Rational Mathematics

Factorials

The product n·(n–1)·(n–2)· ... ·3·2·1, is called the factorial of n, and is denoted by n! (read ‘n-factorial’). Thus n! is the nth factorial number. It is found convenient to define 0! = 1. The first few factorial numbers in base ten are: 1, 2, 6, 24, 120, 720, 5040, 40320, 362880, 3628800, ...

Theorem (The Permutation Principle): The number of ways of arranging n different things in sequence is n!. Proof: The first can be chosen in n ways, the second in n–1 ways, the third in n–2 ways and so on. Hence by the multiplication principle the total is the product of these ways.

• Example: In how many ways can n different books be arranged on a shelf so that two particular books are next to one another? Regarding the specified books as one item there are (n–1) items to arrange, and the two books themselves can be arranged in 2 ways. Answer 2·(n–1)!
• Example: How many ways are there of arranging n chess rooks on a board n ranks by n files with none guarding or attacking any other. Answer n!.

Theorem (The Circular Permutation Principle): The number of ways of arranging n things round a circle that can be rotated but not reflected is (n–1)! Proof: We can rotate the circle so that one thing is always in the same position. The others can then be arranged in (n–1)! ways. Corollary: The number of ways of arranging n things round a circle that can be rotated or reflected is (n–1)!|2, provided n>2. Proof: The arrangements in the previous result occur in pairs that are reflections of each other (except when n = 2 or less, in which case reflection makes no difference). If one is regarded as ‘clockwise’ the other is ‘anticlockwise’.

• Example: How many necklace designs can be formed using six different coloured beads? Answer 5!|2 = 60.

Theorem (The Truncated Factorial Rule): The number of ways of choosing a sequence of m elements, all different, from a set of n elements is n!|(n–m)!. Proof: The first element can be chosen in n ways, the second in (n–1) ways, and so on until we reach the mth element which can be chosen in (n+1)–m ways. The product of these is n·(n–1)·(n–2)· ... as far as (n+1)–m. This is n! with the remaining terms cancelled, and can thus be expressed by the quotient n!|(n–m)!.

• Example: Count the number of one-to-one operators whose domain is {1, 2, ..., m} and whose range is a set of n elements.
• Example: Express in factorials: n·(n^2 – 1)·(n^2 – 4)·(n^2 – 9). Answer (n+3)!|(n–4)! This uses the property n^2 – r^2 = (n–r)·(n+r).

Theorem (The Principle of Divided Factorials): The number of ways of arranging n things in a row when there are a alike of one kind, b of a second kind, c of a third kind is n!|(a!·b!·c!· ...) Proof: If the things were all different the number of arrangements would be n!

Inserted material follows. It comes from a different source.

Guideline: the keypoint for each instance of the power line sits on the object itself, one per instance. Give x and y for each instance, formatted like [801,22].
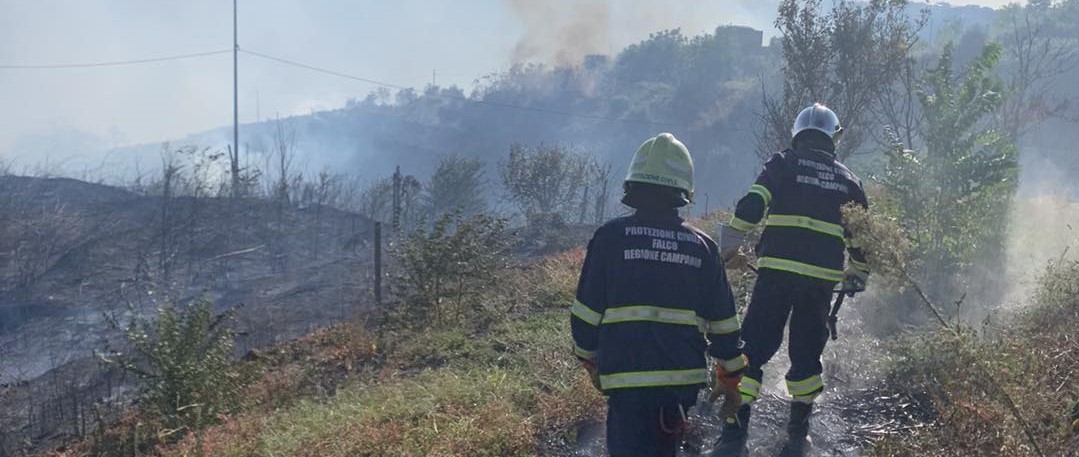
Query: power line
[456,97]
[113,63]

However, if a of the things are alike they can be permuted among themselves in a! ways without altering the positions of the other things. Corollary: The number of ways of arranging n things in sets of a, b, c ... things (where of course n = a+b+c+...) is n!|(a!·b!·c!· ...).

• Example: In the game of Bridge a pack of 52 cards is used and they are dealt out equally to the four players (known as North, South, East and West) so that each has a hand of 13 cards. The number of different ways the cards can be dealt out is thus: 52!|(13!·13!·13!·13!) = 52!|(13!^4).
• Example: In how many ways can the letters of the word REARRANGE be arranged? Answer. 9!|(2!·2!·3!) = 15120.

Every three successive numbers contain 2 and 3 therefore (3·k)! has a factor of 6^k (so in base 6 has k zeros at the end).

Divisibility: The product of r consecutive numbers is divisible by r!.